Ontotext released Linked Leaks, a linked data portal that allows the Panama Papers database to be explored in combination with additional knowledge from other datasets such as DBPedia and GeoNames. Linked Leaks provides unique facilities for querying and analysing the recently published Panama Papers leak database and aims to showcase the role of Linked Data in Investigative data journalism. The Linked Leaks dataset is published as linked open data, this way becoming part of the Web of data. It is also available for download as a dump of 20 million RDF statements to allow others to build applications using it.
On the 9th of May, ICJI released the Panama Papers databasewith information about more than 200,000 offshore entities that are part of the Panama Papers investigation and more than 100,000 additional companies that were part of the 2013 ICIJ Offshore Leaks investigation. It includes “information about companies, trusts, foundations and funds incorporated in 21 tax havens, from Hong Kong to Nevada in the United States. It links to people in more than 200 countries and territories.” It also includes “information about more than 100,000 additional companies that were part of the 2013 ICIJ Offshore Leaks investigation”.
Linked Leaks publishes the Panama Papers data as a knowledge graph, according to the Linked Data principles and extends it with links to additional data from DBpedia (a structured version of Wikipedia) and GeoNames (a database with all geographic features on the Earth). This allows users to enter the URL identifier of an entity or a person (for example JENTAL LIMITED) in a web browser and see all the information available about this entity in the database. Third party applications can retrieve the relevant information about a resource making HTTP GET with its URL. On top of the graph structure of the ICJI database, Ontotext has provided additional classification of the relationship types, e.g., beneficiary and shareholder are mapped as variants of an ownership relation. Ontotext’s GraphDB semantic database engine interprets these pieces of additional information about the data scheme and infers new relationships. In this way, about 2 million new facts are inferred in the initial version of Linked Leaks.
The Linked Leaks data allows for all sorts of discovery and analytics queries such as:
- Companies that have more than one shareholder in common with another company;
- Companies related to a given shareholder (be it a person or an organization), including control relationships;
- Companies that control other companies in the same country through a company in an offshore zone;
- The most popular offshore jurisdictions;
- and more.
Technically speaking, the Linked Leaks project contributes to the Data world in three significant ways:
- Adding rich semantics to the initial graph model in a way that is compliant with the W3C standards, and publishing data and the resulting schema model in RDF.
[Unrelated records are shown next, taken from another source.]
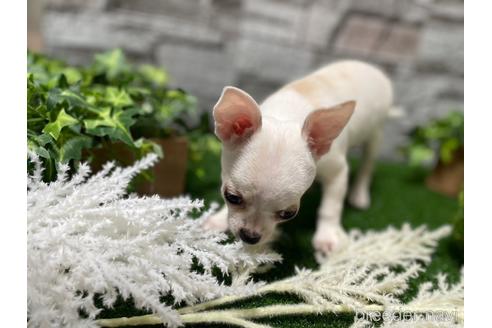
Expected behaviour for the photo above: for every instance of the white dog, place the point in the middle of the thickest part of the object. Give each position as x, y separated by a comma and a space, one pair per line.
272, 152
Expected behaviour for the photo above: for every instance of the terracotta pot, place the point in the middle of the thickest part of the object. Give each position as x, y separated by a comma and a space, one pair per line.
168, 174
448, 178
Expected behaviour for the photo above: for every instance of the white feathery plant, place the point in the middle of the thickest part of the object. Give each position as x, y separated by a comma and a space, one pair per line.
86, 238
359, 279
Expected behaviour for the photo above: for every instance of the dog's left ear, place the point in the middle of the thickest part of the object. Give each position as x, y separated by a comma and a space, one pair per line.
237, 116
322, 126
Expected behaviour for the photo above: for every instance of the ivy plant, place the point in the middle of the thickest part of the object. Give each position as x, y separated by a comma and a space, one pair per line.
436, 141
71, 110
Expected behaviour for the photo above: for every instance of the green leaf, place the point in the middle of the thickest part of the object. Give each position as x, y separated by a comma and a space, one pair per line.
72, 149
153, 74
114, 124
420, 154
447, 150
117, 98
62, 120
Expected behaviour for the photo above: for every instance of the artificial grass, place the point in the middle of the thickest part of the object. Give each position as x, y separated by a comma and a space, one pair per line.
398, 196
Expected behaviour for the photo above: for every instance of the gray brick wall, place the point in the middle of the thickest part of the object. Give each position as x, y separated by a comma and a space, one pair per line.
259, 45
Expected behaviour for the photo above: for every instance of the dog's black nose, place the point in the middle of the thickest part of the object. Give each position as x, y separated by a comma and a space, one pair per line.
249, 237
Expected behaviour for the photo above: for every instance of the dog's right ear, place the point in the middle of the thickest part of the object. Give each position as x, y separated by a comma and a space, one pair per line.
237, 116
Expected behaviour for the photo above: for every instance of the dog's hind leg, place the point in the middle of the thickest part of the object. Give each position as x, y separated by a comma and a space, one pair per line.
359, 195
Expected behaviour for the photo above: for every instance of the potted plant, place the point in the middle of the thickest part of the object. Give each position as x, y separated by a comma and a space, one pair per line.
109, 110
440, 145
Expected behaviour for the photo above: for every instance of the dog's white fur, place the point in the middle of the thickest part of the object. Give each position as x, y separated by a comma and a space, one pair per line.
272, 158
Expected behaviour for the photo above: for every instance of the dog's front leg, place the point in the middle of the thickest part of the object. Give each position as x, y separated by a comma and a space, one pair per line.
329, 232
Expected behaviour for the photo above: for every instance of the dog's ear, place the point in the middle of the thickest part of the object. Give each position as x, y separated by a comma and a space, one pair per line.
237, 116
322, 126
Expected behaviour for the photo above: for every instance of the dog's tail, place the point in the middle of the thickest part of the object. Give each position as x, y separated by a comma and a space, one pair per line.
396, 112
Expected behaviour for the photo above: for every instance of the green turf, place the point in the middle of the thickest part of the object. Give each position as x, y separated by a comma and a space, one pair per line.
398, 196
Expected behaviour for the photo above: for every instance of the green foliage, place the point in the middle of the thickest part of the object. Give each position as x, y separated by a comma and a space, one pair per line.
438, 140
459, 225
71, 110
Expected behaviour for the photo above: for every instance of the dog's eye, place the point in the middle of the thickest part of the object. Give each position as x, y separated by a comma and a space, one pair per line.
233, 199
286, 214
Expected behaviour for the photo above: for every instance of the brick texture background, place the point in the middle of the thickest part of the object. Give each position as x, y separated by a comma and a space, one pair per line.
259, 45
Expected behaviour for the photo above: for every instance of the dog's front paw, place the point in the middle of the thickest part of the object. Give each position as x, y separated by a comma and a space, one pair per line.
328, 237
216, 222
360, 198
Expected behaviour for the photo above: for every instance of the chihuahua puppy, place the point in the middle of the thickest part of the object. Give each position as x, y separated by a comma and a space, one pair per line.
273, 152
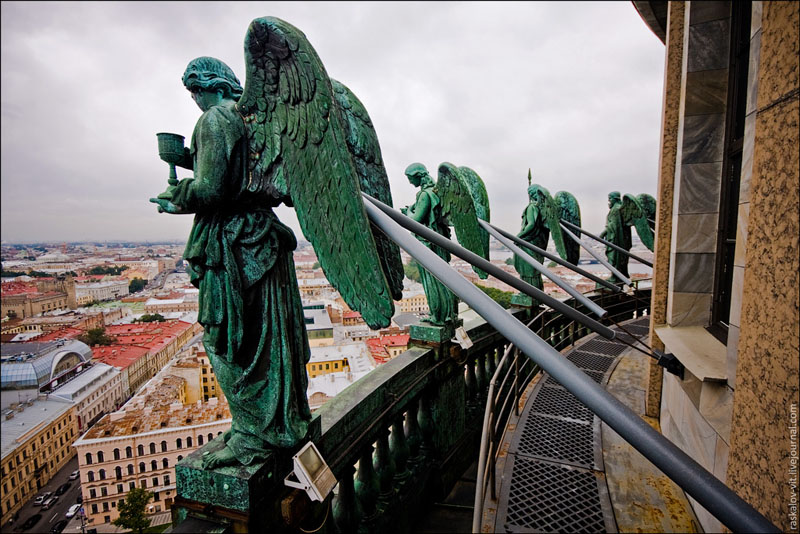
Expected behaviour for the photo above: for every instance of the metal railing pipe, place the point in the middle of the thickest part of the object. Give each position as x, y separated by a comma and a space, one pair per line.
627, 281
730, 509
558, 260
606, 242
494, 270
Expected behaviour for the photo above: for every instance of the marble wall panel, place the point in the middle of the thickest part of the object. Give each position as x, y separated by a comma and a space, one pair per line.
689, 309
767, 366
752, 73
779, 53
732, 355
741, 234
736, 296
747, 157
708, 45
716, 407
704, 11
702, 138
697, 233
699, 188
694, 273
706, 92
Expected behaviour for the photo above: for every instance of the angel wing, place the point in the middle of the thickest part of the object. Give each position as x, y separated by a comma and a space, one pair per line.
634, 215
570, 211
552, 216
459, 208
648, 204
298, 149
366, 151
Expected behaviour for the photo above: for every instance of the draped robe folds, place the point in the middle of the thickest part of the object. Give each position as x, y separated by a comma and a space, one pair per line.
240, 258
533, 231
442, 303
619, 234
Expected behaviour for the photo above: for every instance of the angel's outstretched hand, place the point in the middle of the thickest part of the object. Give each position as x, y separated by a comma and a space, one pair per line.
165, 205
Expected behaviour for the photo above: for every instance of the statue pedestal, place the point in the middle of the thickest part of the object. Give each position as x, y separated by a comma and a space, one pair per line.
432, 334
233, 497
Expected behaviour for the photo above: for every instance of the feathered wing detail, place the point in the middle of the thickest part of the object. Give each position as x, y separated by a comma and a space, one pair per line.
634, 215
297, 140
648, 204
569, 211
458, 207
552, 214
366, 151
480, 199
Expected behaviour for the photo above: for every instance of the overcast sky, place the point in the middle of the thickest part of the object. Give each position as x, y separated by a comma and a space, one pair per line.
571, 90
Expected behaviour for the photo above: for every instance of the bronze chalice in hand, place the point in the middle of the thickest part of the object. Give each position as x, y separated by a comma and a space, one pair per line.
171, 150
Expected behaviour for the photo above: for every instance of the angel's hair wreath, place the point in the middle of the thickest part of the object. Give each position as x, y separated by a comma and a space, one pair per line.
212, 74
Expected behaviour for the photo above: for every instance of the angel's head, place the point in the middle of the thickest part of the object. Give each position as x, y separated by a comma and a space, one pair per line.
210, 80
416, 173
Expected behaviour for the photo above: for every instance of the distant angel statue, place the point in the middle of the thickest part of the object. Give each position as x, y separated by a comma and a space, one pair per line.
540, 220
291, 136
458, 198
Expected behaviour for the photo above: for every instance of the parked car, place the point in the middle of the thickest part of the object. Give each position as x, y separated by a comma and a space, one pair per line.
31, 521
46, 505
58, 527
41, 498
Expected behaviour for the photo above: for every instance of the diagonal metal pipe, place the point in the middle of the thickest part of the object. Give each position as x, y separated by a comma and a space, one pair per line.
627, 281
474, 259
733, 511
605, 242
597, 310
558, 260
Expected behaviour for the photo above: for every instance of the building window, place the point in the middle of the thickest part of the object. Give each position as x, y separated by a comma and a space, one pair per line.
732, 168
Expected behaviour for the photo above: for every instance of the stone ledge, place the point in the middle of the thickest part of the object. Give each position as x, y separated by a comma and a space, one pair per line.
699, 351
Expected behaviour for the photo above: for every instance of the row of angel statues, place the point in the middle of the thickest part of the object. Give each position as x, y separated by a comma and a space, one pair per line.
293, 135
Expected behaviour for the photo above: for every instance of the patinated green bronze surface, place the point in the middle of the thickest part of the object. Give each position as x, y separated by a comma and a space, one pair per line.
427, 210
285, 137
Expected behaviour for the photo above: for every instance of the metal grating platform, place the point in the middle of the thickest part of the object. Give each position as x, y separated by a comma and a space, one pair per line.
555, 400
594, 362
608, 348
564, 441
565, 500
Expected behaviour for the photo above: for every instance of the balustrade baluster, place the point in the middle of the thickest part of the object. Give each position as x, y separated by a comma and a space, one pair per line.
399, 449
345, 508
384, 465
366, 485
413, 435
472, 387
480, 373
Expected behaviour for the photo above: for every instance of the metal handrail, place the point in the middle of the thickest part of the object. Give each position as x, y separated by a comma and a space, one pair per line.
724, 504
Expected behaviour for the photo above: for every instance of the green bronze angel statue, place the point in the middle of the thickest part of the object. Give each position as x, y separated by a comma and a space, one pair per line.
541, 220
458, 198
294, 136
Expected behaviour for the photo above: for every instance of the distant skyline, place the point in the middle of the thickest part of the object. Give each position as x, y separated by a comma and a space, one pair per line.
571, 90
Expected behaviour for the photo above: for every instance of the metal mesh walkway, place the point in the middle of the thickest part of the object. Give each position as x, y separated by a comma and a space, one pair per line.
554, 475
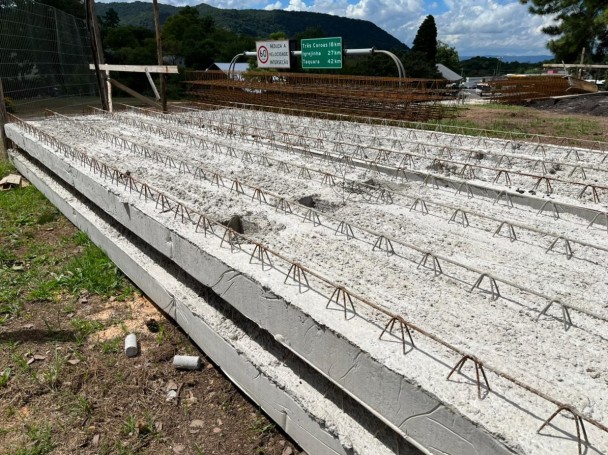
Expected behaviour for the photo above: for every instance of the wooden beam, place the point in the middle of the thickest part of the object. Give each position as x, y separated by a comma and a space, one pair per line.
95, 39
159, 54
133, 93
163, 69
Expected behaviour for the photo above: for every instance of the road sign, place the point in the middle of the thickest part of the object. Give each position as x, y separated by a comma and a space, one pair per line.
322, 53
273, 54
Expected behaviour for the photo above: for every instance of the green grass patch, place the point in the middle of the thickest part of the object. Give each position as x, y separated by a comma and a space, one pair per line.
83, 328
94, 272
40, 441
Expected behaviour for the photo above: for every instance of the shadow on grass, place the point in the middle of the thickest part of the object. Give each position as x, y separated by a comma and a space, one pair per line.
37, 336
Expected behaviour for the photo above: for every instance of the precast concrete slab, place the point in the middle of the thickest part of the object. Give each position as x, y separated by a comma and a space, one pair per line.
309, 408
407, 391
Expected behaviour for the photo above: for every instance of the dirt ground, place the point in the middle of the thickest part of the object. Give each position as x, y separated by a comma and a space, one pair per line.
594, 104
66, 386
545, 118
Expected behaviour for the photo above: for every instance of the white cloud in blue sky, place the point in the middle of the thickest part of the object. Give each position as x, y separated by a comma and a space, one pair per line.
473, 27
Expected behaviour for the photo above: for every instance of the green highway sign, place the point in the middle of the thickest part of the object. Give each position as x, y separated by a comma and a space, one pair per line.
322, 53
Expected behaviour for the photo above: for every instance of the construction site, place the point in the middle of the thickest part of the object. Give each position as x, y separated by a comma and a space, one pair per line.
463, 276
375, 282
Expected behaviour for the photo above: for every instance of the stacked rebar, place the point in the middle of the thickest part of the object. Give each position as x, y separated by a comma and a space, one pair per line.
384, 97
518, 89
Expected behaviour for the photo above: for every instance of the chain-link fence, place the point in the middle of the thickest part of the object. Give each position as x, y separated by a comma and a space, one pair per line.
44, 58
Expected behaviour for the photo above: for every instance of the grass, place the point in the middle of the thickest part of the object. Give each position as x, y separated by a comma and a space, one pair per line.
53, 404
83, 328
35, 270
501, 118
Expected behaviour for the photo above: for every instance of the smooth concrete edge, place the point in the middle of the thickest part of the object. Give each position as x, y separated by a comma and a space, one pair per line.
272, 398
404, 405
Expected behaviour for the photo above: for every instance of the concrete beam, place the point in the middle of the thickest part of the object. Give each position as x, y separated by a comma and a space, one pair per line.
237, 353
415, 414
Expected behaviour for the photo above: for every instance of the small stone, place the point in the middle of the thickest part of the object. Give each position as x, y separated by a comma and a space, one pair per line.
152, 325
197, 423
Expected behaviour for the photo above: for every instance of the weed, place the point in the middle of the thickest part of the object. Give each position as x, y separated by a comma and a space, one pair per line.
41, 441
47, 215
94, 272
262, 426
5, 376
82, 406
129, 427
50, 377
123, 449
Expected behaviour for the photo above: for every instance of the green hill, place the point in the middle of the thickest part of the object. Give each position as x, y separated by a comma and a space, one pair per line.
260, 24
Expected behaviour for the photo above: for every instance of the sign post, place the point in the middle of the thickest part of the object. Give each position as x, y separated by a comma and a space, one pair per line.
322, 53
273, 54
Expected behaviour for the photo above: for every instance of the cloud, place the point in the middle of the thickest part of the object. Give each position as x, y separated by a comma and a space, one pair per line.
473, 27
482, 27
272, 6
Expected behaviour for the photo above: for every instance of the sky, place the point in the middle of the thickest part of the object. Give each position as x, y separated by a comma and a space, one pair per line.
498, 28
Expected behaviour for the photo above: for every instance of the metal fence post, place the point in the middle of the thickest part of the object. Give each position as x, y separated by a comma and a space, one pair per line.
3, 138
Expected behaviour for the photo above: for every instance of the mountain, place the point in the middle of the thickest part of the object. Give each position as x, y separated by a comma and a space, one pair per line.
514, 58
356, 33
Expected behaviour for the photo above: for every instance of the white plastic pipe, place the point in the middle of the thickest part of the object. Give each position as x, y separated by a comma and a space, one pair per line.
187, 362
131, 345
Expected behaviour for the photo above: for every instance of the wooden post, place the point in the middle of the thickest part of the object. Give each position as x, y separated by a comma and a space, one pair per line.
159, 52
3, 138
97, 53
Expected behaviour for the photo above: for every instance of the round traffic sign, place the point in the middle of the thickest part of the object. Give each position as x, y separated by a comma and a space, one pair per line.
263, 55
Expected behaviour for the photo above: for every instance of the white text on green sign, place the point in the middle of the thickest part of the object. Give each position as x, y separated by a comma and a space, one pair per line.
322, 53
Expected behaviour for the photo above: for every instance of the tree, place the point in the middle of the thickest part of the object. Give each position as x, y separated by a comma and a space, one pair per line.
109, 20
448, 56
581, 24
420, 62
425, 42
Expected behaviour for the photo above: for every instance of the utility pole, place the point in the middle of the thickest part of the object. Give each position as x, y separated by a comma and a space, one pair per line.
96, 49
159, 52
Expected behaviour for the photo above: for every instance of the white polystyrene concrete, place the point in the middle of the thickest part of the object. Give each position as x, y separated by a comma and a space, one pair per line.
317, 425
352, 363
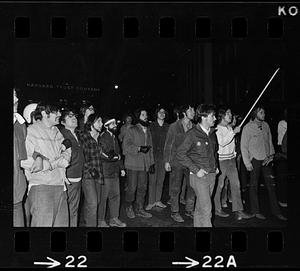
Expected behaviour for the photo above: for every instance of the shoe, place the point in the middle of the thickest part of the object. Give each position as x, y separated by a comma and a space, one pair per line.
282, 204
150, 206
177, 217
281, 217
103, 224
116, 222
129, 212
160, 204
143, 213
182, 201
190, 214
221, 213
224, 205
260, 216
239, 215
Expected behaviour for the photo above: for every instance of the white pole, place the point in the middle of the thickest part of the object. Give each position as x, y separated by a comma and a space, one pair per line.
259, 97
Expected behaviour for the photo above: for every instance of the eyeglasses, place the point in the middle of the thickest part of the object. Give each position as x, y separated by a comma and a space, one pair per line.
71, 115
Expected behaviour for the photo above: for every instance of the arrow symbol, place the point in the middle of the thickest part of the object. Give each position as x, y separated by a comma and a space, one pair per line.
190, 263
51, 264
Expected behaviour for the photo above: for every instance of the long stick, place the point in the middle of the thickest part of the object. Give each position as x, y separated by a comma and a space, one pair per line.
259, 97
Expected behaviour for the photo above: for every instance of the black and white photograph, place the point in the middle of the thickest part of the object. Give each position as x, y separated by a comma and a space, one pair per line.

- Linking the Panama Papers dataset to other existing Linked Open Datasets.
- Providing examples and guidance about how to use this data for rich investigative findings.
In the Linked Leaks data, there are links from Leaks country identifiers to the DBpedia identifiers for the same countries. As there are plenty of datasets that are already mapped to DBpedia, this effectively links the Linked Leaks data to many other datasets. E.g., countries from the LInked Leaks dataset are mapped (through owl:sameAs statements) to the identifiers for the same countries in DBpedia and, through it, also to GeoNames. In this way, one can ask for the preferred offshore service providers or jurisdictions used by owners in Eastern Europe, because the information which countries are part of a specific geographic region is available in GeoNames.
The result is a dataset that is semantically represented in a hierarchy of relationships and connections, ready for download and loaded into a NoSQL semantic graph database – GraphDB.
This is a work in progress! We continuously enrich the dataset adding new relations that allow better interpretation and analysis of the raw data. We also add more mappings to other datasets and provide new sample queries. We plan to map this data to the Financial Industry Business Ontology (FIBO), so that one can query and analyse the data using its semantics.